The proposed update to the Capital Law (Amended) includes a group of policies focused on cultural protection and development. These policies aim to provide legal instruments that will protect cultural heritage and promote the capital’s cultural identity.

Vietnam National Symphony Orchestra in a performance. File Photo

The draft law covers various aspects, including human resource development, preservation of architectural, cultural, and historical works, protection of culture and sports, and mobilization of resources for cultural development. It aims to promote public-private partnerships in culture and sports and provide more investment incentives.

According to Deputy Minister of Justice Tran Tien Dung, the draft law includes regulations falling under the jurisdiction of multiple ministries and agencies. Therefore, it is essential to have a regulatory framework to facilitate coordination among these agencies, enabling Hanoi to become a pioneering city in building the cultural industry in Vietnam.

A cheo (traditional operetta) performance in Hanoi. Photo: The Hanoi Times

Deputy Minister of Culture, Sports and Tourism Trinh Thi Thuy has suggested the need for more enforceable regulations to boost Hanoi’s cultural industry.

Thuy emphasized the importance of conducting further research and clarification on the provisions of the Capital Law or the Law on Cultural Heritage. She specifically called for an article dedicated to the development of Hanoi’s cultural industry, rather than scattered provisions in different articles, as currently proposed in the draft law.

In addition, the Hanoi People’s Committee should have a legal instrument to oversee the construction, management, and use of architectural works, to ensure preservation and promotion of their values.

Tran Dung Hai, a representative of Hanoi University of Culture, highlighted the need for specific mechanisms to develop the cultural industry in Hanoi. He noted that the existing Capital Law of 2012 has an article on cultural preservation and development, but it does not adequately promote the development of the cultural industry in line with Hanoi’s unique characteristics and important role.

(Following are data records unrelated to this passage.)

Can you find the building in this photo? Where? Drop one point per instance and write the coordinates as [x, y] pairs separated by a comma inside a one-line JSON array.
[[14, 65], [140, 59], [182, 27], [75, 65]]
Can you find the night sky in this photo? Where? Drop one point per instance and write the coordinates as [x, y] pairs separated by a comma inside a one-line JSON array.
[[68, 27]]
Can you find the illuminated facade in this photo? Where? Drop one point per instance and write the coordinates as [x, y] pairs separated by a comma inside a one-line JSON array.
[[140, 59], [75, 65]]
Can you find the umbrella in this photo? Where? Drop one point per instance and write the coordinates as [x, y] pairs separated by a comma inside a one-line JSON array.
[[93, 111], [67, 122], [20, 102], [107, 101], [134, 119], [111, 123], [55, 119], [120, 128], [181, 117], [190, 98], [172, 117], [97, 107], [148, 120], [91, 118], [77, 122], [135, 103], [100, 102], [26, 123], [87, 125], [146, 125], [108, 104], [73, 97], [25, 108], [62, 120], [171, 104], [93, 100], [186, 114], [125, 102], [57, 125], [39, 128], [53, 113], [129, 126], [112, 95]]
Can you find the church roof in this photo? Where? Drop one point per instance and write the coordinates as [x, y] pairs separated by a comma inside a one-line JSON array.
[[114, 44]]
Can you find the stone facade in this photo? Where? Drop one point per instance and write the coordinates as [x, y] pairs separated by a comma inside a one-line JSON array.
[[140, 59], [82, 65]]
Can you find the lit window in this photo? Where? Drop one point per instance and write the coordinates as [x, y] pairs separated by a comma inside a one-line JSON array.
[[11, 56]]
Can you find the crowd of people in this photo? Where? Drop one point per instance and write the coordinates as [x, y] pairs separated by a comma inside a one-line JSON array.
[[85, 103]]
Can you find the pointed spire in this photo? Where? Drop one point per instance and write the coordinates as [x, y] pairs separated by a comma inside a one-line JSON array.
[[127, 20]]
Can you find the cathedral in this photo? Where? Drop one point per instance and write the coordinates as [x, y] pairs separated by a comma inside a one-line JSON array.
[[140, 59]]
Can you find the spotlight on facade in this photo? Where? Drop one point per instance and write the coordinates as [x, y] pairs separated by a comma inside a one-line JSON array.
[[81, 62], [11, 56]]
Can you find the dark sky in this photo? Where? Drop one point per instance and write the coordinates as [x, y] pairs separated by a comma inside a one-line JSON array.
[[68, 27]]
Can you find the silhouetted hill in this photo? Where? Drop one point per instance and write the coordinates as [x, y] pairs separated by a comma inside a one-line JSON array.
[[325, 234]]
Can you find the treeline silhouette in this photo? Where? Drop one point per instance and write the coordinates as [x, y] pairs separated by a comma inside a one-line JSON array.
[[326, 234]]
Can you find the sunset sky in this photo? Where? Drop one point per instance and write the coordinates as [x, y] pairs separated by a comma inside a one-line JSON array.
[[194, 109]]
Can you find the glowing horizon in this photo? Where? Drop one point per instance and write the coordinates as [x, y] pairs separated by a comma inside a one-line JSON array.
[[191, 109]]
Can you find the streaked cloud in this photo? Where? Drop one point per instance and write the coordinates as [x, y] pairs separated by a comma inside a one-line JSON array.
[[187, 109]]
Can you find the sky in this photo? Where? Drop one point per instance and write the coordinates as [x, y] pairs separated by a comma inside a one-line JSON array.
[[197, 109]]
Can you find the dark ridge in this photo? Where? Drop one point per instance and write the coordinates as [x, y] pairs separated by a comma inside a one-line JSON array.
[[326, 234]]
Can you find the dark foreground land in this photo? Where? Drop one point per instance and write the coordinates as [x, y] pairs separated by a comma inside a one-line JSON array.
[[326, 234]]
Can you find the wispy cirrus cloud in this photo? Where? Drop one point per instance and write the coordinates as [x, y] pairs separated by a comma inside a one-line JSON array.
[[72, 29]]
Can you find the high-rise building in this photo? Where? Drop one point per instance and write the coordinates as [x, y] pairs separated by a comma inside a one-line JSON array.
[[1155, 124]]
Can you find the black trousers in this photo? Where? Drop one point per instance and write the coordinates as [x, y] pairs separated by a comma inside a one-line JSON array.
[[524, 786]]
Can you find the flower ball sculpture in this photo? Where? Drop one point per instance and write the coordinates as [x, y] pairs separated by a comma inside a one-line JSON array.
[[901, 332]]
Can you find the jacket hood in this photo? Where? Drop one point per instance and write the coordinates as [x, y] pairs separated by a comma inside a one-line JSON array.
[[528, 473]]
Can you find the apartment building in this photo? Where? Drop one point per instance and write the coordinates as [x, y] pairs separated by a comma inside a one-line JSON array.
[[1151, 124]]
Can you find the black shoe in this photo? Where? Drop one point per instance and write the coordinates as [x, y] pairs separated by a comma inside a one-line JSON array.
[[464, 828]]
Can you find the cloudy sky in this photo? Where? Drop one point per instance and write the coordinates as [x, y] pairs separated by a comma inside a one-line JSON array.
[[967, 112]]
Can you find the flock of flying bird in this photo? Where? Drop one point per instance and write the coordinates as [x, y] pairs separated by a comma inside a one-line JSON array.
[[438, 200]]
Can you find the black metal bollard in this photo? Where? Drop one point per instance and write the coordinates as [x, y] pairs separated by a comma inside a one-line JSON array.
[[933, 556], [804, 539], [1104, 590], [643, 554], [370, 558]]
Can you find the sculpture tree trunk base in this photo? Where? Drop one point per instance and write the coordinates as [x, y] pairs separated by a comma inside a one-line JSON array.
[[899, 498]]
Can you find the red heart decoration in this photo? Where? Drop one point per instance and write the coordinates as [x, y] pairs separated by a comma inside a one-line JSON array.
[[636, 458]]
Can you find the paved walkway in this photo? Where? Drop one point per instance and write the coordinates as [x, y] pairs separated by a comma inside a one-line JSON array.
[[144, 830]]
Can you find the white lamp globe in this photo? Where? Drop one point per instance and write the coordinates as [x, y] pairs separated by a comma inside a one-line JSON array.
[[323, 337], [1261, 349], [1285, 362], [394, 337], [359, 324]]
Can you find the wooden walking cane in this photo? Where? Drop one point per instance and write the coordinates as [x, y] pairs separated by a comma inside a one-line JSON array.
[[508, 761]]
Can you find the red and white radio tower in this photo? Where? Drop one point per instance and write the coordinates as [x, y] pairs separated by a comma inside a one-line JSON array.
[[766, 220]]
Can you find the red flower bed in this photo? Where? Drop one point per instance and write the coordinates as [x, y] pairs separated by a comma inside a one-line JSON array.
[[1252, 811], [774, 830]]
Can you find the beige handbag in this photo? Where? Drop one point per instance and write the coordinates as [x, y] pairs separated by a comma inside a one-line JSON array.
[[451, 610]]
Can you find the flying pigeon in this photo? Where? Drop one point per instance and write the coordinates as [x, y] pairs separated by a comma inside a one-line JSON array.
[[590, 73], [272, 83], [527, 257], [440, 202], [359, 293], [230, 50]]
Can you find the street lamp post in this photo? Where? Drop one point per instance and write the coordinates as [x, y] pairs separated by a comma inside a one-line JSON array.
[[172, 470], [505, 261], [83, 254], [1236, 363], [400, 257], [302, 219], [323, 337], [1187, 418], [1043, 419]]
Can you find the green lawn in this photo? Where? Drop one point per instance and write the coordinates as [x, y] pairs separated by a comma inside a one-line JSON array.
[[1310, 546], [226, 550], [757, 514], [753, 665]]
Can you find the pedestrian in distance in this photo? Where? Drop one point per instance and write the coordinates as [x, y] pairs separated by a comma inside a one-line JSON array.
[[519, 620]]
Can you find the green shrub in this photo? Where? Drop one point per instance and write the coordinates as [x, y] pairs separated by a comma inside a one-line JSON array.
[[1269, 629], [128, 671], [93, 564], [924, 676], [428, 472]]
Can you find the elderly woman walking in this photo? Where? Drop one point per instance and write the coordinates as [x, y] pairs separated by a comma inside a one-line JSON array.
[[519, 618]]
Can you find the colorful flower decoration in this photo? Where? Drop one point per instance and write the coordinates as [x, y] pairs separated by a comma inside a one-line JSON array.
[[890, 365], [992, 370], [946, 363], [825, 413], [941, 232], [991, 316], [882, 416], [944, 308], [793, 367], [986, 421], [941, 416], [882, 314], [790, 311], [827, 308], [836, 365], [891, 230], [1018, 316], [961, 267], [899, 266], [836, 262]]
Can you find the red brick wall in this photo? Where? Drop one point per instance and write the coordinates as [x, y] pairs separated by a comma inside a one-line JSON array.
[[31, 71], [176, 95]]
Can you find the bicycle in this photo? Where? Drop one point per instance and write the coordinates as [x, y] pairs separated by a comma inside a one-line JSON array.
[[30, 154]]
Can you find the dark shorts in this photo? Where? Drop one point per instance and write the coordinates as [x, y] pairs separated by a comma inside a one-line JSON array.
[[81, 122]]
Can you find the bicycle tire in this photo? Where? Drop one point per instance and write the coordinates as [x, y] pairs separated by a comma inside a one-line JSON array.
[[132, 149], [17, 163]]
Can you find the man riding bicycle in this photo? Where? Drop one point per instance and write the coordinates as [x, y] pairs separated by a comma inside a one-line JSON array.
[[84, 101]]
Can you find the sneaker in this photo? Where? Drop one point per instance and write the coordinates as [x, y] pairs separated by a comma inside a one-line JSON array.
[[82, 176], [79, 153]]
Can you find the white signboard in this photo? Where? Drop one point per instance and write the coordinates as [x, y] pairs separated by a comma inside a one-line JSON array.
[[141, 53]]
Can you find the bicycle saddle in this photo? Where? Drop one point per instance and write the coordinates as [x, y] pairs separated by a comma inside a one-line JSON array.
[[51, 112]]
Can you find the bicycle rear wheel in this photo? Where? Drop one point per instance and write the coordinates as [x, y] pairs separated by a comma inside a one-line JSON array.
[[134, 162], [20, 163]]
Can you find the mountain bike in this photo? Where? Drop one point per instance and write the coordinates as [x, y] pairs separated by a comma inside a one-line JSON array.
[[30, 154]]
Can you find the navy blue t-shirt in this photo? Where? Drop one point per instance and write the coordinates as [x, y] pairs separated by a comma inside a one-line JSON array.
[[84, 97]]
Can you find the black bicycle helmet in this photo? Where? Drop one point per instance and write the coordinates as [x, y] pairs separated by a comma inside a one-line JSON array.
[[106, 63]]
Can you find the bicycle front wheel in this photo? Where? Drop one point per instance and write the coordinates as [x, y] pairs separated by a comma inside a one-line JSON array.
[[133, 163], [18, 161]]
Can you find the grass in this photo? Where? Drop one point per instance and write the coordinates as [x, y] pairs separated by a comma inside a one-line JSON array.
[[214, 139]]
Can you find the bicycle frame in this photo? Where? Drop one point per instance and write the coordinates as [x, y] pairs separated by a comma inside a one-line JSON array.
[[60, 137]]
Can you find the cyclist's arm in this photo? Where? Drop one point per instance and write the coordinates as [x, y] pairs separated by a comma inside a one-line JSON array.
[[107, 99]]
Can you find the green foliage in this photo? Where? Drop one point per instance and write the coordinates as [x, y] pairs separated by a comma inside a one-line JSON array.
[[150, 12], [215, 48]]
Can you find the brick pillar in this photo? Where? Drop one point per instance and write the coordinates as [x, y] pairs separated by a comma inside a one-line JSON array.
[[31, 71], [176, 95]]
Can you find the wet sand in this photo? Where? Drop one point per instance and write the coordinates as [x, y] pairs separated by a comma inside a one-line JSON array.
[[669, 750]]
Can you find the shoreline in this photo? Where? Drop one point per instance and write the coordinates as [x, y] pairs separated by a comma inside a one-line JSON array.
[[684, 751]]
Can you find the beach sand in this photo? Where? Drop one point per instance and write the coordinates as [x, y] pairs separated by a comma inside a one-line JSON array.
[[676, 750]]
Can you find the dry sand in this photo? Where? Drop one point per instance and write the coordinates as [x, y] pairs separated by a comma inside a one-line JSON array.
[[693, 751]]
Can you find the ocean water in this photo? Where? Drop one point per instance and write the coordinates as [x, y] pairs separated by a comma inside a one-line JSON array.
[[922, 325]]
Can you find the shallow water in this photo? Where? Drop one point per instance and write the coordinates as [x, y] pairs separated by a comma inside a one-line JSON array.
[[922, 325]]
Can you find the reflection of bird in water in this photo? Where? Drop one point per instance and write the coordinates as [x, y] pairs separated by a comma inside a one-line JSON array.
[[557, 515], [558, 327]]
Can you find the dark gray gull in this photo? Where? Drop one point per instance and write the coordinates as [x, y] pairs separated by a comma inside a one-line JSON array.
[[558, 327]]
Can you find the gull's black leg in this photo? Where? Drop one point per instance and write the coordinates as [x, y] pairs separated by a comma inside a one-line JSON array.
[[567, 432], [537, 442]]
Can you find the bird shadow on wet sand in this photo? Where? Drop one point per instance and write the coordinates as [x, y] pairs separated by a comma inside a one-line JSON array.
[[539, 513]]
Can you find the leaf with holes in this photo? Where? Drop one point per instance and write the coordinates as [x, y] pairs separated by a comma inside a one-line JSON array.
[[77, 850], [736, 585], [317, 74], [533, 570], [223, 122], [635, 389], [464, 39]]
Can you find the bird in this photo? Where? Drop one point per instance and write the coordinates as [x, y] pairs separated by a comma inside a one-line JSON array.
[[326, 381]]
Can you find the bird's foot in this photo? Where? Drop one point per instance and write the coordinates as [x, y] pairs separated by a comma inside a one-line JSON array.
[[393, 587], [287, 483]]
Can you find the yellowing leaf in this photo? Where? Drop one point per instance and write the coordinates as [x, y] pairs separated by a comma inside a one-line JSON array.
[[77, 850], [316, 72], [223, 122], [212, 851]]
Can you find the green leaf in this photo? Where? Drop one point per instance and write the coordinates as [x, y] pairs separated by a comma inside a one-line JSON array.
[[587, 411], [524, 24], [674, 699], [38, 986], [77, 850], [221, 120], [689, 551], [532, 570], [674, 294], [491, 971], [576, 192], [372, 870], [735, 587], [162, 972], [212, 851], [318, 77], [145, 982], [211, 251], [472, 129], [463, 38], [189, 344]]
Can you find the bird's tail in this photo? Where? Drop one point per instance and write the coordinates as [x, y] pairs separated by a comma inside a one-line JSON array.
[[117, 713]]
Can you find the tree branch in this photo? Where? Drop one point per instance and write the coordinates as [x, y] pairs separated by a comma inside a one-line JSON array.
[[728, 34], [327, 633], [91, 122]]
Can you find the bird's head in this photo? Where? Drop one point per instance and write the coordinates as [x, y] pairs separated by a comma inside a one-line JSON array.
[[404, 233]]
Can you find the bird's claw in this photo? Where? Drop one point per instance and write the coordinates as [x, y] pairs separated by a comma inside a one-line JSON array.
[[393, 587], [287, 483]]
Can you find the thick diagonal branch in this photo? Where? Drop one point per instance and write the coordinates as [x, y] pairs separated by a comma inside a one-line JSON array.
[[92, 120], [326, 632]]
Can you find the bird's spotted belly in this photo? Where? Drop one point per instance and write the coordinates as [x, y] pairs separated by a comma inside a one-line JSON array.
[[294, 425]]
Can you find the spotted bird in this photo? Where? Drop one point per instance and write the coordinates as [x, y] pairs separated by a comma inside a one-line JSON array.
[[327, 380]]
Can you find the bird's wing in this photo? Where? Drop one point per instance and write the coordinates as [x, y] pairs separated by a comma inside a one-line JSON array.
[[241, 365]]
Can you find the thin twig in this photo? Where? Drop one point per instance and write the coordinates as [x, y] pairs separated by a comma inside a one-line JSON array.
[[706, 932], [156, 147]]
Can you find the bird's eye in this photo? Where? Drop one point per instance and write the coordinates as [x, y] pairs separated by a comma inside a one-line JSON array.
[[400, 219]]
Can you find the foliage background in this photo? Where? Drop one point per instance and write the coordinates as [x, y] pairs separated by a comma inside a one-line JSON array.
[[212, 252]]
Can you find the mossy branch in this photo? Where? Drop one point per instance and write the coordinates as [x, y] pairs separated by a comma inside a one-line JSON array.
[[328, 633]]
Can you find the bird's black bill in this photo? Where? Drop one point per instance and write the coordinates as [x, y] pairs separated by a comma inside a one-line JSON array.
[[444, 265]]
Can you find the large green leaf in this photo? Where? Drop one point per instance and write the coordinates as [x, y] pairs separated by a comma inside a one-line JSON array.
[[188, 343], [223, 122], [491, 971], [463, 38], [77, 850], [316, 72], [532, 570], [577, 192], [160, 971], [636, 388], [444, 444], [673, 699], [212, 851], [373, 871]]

“The amended Capital Law should explicitly address cultural industries. Hanoi is a fast-growing, sustainable socio-economic region and a key economic area for the country, especially after undergoing administrative boundary adjustments for 15 years,” said Hai.

He expressed hope that the amended Capital Law would include specific regulations on culture, harmonizing the preservation of cultural identity with economic development, and recognizing culture and people as driving forces behind the capital’s development.